Nelson: From the point of view of investigational medicines, pharmaceutical companies are looking to break away from the traditional distribution model and reliance on a large depot that feeds satellite hubs. Now the preferred model is to ship directly from a central location for reasons of cost and audit burden reduction.

Whether temperature-sensitive biopharmaceuticals or cell therapies can be shipped using a direct approach remains to be seen. In my view, pharmaceutical companies are going to increasingly rely on distributors with well-placed, temperature-controlled depots located in key markets to ship such products.

Direct-to-patient shipping is another area of emerging demand. The approach has clear application in the field of personalized medicines, particularly for autologous or patient-derived cell therapies. Again pharmaceutical companies are likely to outsource a lot of this type of work, as, in the U.S. and a number of other key markets, sending medicines direct to patient requires an organization to be registered as a pharmacy.
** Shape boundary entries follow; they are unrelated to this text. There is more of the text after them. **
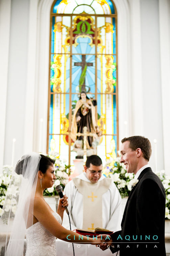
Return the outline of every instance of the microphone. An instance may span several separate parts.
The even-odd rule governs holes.
[[[58,185],[58,186],[56,186],[55,187],[55,190],[58,193],[58,195],[59,196],[59,197],[60,198],[62,198],[64,196],[63,194],[63,187],[60,185]],[[68,215],[69,215],[69,212],[67,209],[67,207],[66,206],[65,207],[66,209],[66,211]]]

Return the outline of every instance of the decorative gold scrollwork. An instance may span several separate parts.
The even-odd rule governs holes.
[[[58,21],[56,22],[54,25],[54,32],[62,32],[62,29],[63,26],[62,26],[62,22],[61,21]]]
[[[114,87],[113,84],[113,63],[114,58],[111,55],[107,55],[105,56],[106,59],[106,63],[105,66],[106,69],[105,72],[106,80],[106,89],[105,92],[107,93],[111,93],[113,92]]]
[[[61,124],[62,125],[62,129],[61,130],[61,133],[63,134],[66,133],[68,131],[69,126],[69,120],[66,118],[65,115],[62,114],[61,115]]]
[[[53,83],[53,90],[54,92],[59,93],[62,92],[60,85],[62,81],[60,79],[62,75],[62,70],[60,68],[62,66],[61,59],[62,55],[60,54],[55,55],[54,56],[54,62],[55,65],[54,71],[54,78],[51,79],[51,82]]]
[[[113,30],[113,25],[112,25],[111,23],[106,22],[105,26],[105,31],[106,33],[110,33],[112,32],[113,33],[114,31]]]

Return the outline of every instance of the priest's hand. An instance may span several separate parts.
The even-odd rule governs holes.
[[[81,117],[80,116],[78,116],[76,118],[76,121],[77,122],[79,122],[81,120]]]
[[[113,243],[112,239],[108,235],[99,235],[97,236],[97,239],[98,238],[101,239],[102,242],[100,244],[100,248],[103,251],[109,248]]]

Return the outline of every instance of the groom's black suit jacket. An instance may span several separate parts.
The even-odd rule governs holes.
[[[110,249],[113,253],[117,251],[119,244],[120,256],[164,256],[164,189],[159,177],[150,167],[142,172],[138,179],[127,201],[121,224],[122,230],[111,236],[115,248],[111,247]],[[145,235],[148,237],[150,235],[150,240]],[[130,241],[126,240],[126,236],[130,236]]]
James: The challenge for Cold Chain distribution of clinical-stage biopharmaceuticals and cell therapies is the global spread of trials.

Pharmaceutical companies’ desire to access treatment-naïve patients and accelerate recruitment means conducting research in regions where research has not been conducted before. Such countries usually lack Cold Chain distribution infrastructure, which means shipping trial supplies relies on local couriers with sufficient capacity. PCI’s relationship with specialty couriers gives us a head start in many emerging clinical research hubs.

Griffiths: Speaking more generally about Cold Chain biopharmaceutical and cell therapy distribution, pharmaceutical companies are looking for contractors that provide a full range of services, from clinical-to-commercial.

Clients value the ability to provide storage and distribution capacity across the full range of Cold Chain temperatures — 2° to 8° C, -20° C, -40° C and -80° C — and the adaptability to cater to therapies requiring conditions outside this range. PCI offers bespoke solutions and we recently constructed an entire facility to accommodate a client’s specific needs and supply chain requirements.

Global reach is also a key differentiator. Pharmaceutical companies are increasingly keen to access new markets which, for temperature-sensitive products, means relying on a contract with Cold Chain capacity in hot markets and the ability and local contacts to access emerging markets. PCI supplies products destined to over 100 countries around the world.

The final factor that is going to determine the success of future biopharmaceutical and cell therapy Cold Chain distribution projects is technology. Innovation in Cold Chain distribution is constant, and access to novel technologies through relationships with developers is key to improving efficiency of the process.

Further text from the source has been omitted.